Just now, I took a look at the HTTP logs on git.sr.ht. Of the past 100,000 HTTP requests received by git.sr.ht (representing about 2½ hours of logs), 4,774 have been requested by GoModuleProxy — 5% of all traffic. And their requests are not cheap: every one is a complete git clone. They come in bursts, so every few minutes we get a big spike from Go, along with a constant murmur of Go traffic.
This has been ongoing since around the release of Go 1.16, which came with some changes to how Go uses modules. Since this release, following a gradual ramp-up in traffic as the release was rolled out to users, git.sr.ht has had a constant floor of I/O and network load for which the majority can be attributed to Go.

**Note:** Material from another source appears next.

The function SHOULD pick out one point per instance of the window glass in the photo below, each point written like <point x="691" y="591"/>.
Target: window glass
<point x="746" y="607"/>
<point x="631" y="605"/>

I started to suspect that something strange was going on when our I/O alarms started going off in February 2021 (we eventually had to tune these alarms up above the floor of I/O noise generated by Go), correlated with lots of activity from a Go user agent. I was able to narrow it down with some effort, but to the credit of the Go team they did change their User-Agent to make more apparent what was going on. Ultimately, this proved to be the end of the Go team’s helpfulness in this matter.
I did narrow it down: it turns out that the Go Module Mirror runs some crawlers that periodically clone Git repositories with Go modules in them to check for updates. Once we had narrowed this down, I filed a second ticket to address the problem.
I came to understand that the design of this feature is questionable. For a start, I never really appreciated the fact that Go secretly calls home to Google to fetch modules through a proxy (you can set GOPROXY=direct to fix this). Even taking the utility at face value, however, the implementation leaves much to be desired. The service is distributed across many nodes which all crawl modules independently of one another, resulting in very redundant git traffic.
This is a sample from a larger set which shows the hashes of git repositories on the right (names were hashed for privacy reasons), and the number of times they were cloned over the course of an hour. The main culprit is the fact that the nodes all crawl independently and don’t communicate with each other, but the per-node stats are not great either: each IP address still clones the same repositories 8-10 times per hour. Another user hosting their own git repos noted a single module being downloaded over 500 times in a single day, generating 4 GiB of traffic.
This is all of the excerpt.